On election night, Richards held a slim two percentage point lead over Crowley in in-person, first-place votes. Though the margin narrowed as absentee ballots were tallied, via the ranked choice voting system, Richards managed to stay ahead.
After three rounds of ranked choice tabulations, Richards secured 50.3% of the vote — a margin just 0.1% percent shy of triggering a manual recount of all the ballots cast in the race.
A Long Fight
Crowley and Richards have been battling for over a year to succeed previous Borough President Melinda Katz, who is now Queens’ district attorney. In June 2020, Richards beat Crowley by seven percentage points to secure the primary nomination to finish Katz’s term through December 2021, and then easily defeated Republican candidate Joann Ariola in the November general election.
Crowley sought a second chance with this year’s primary. She repeatedly highlighted her opposition to calls to “defund the NYPD” following a year of increased police protests and a spike in shootings.
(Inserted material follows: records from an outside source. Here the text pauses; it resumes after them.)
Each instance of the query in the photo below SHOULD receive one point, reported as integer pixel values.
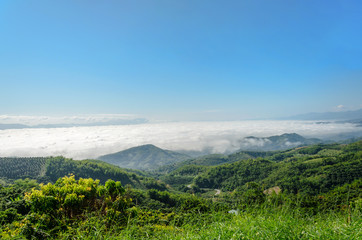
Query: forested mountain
(317, 192)
(50, 169)
(311, 169)
(146, 157)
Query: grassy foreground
(261, 223)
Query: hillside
(146, 157)
(311, 169)
(50, 169)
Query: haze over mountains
(146, 157)
(150, 157)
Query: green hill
(146, 157)
(50, 169)
(312, 169)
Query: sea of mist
(92, 141)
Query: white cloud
(91, 142)
(53, 120)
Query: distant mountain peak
(144, 157)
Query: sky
(180, 60)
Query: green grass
(260, 223)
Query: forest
(310, 192)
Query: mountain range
(145, 157)
(150, 157)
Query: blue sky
(180, 60)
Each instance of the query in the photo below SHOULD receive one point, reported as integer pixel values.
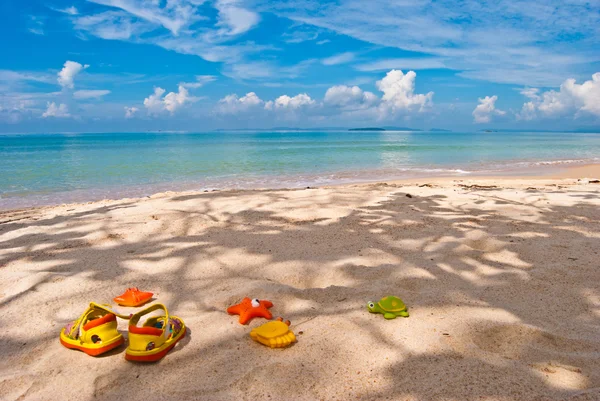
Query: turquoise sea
(57, 168)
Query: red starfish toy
(251, 308)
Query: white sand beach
(501, 277)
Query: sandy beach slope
(502, 278)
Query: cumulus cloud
(399, 92)
(67, 75)
(290, 103)
(130, 111)
(90, 94)
(175, 100)
(232, 104)
(349, 97)
(486, 109)
(570, 98)
(58, 111)
(171, 102)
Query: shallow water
(56, 168)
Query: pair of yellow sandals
(95, 332)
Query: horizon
(134, 66)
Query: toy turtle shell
(389, 306)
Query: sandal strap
(134, 320)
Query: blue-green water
(54, 168)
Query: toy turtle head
(373, 307)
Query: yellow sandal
(156, 337)
(95, 332)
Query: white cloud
(399, 93)
(112, 25)
(130, 111)
(571, 97)
(69, 10)
(341, 58)
(349, 97)
(37, 31)
(486, 109)
(173, 15)
(90, 94)
(232, 104)
(402, 63)
(234, 19)
(527, 113)
(290, 103)
(201, 80)
(299, 35)
(36, 25)
(13, 77)
(68, 73)
(541, 40)
(60, 111)
(175, 100)
(171, 102)
(154, 102)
She issued mailers with phrases like “reckless politicians want to erase public safety resources” and sent others that resembled eviction notices.
Two weeks after the election, Richards celebrated the release of another round of ranking tabulations while accusing Crowley of racism. He alleged on Twitter that his opponent had stated that she’d win “because BLM [the Black Lives Matter movement] would die.”
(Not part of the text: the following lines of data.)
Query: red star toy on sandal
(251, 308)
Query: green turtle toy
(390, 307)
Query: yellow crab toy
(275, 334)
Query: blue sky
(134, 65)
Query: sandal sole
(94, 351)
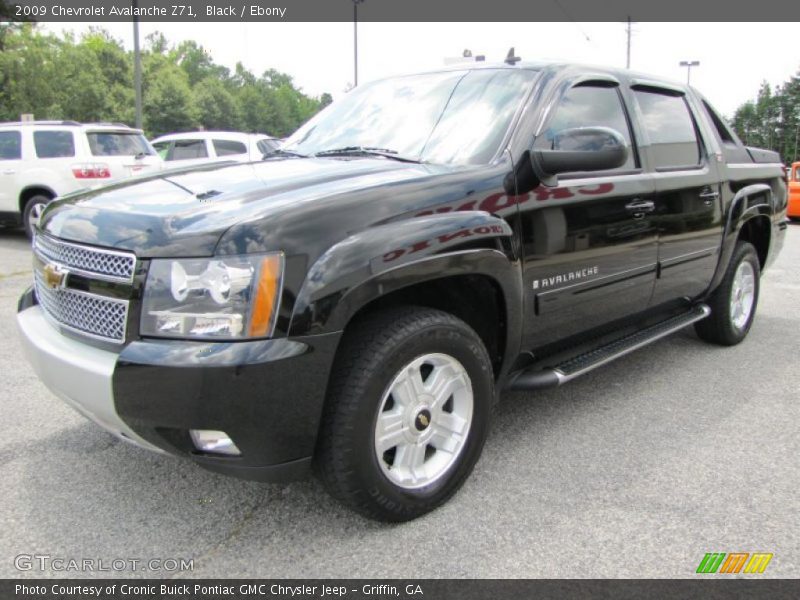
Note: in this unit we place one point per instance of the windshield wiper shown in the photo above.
(282, 152)
(367, 151)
In a statement issued the next day, Richards elaborated on his claims, stating that as a Black man, he would not “be silent when racist tactics are clearly at play.”
He said since his victory in last year’s primary, Crowley had “repeatedly insinuated” that she would have won if not for George Floyd’s death and the Black Lives Matter movement.
“She later attempted to bully me into giving her a job within our administration with veiled threats of a divisive and dirty campaign if I did not,” Richards said, adding that Crowley weaponized “politics of fear” throughout the race with her mailers which he called “racist dog whistles.”
In her concession statement, Crowley alluded to the negative tenor of the campaign’s final days.
“Politics is a tough business, and it can bring out the worst in some, but running in this race showed me once again how much we all have in common,” she said, adding that she felt “optimistic about the future of Queens.”
Since being inaugurated last December, Richards has opened an immigrant welcome center and has implemented sweeping changes to community boards. In an interview with Gotham Gazette published Thursday, he talked about other action items for his next term, including revisioning the Sunnyside Yard Development.
Richards, who did not immediately return requests for comment on Crowley’s concession, will face Republican candidate Thomas Zmich in the November general election.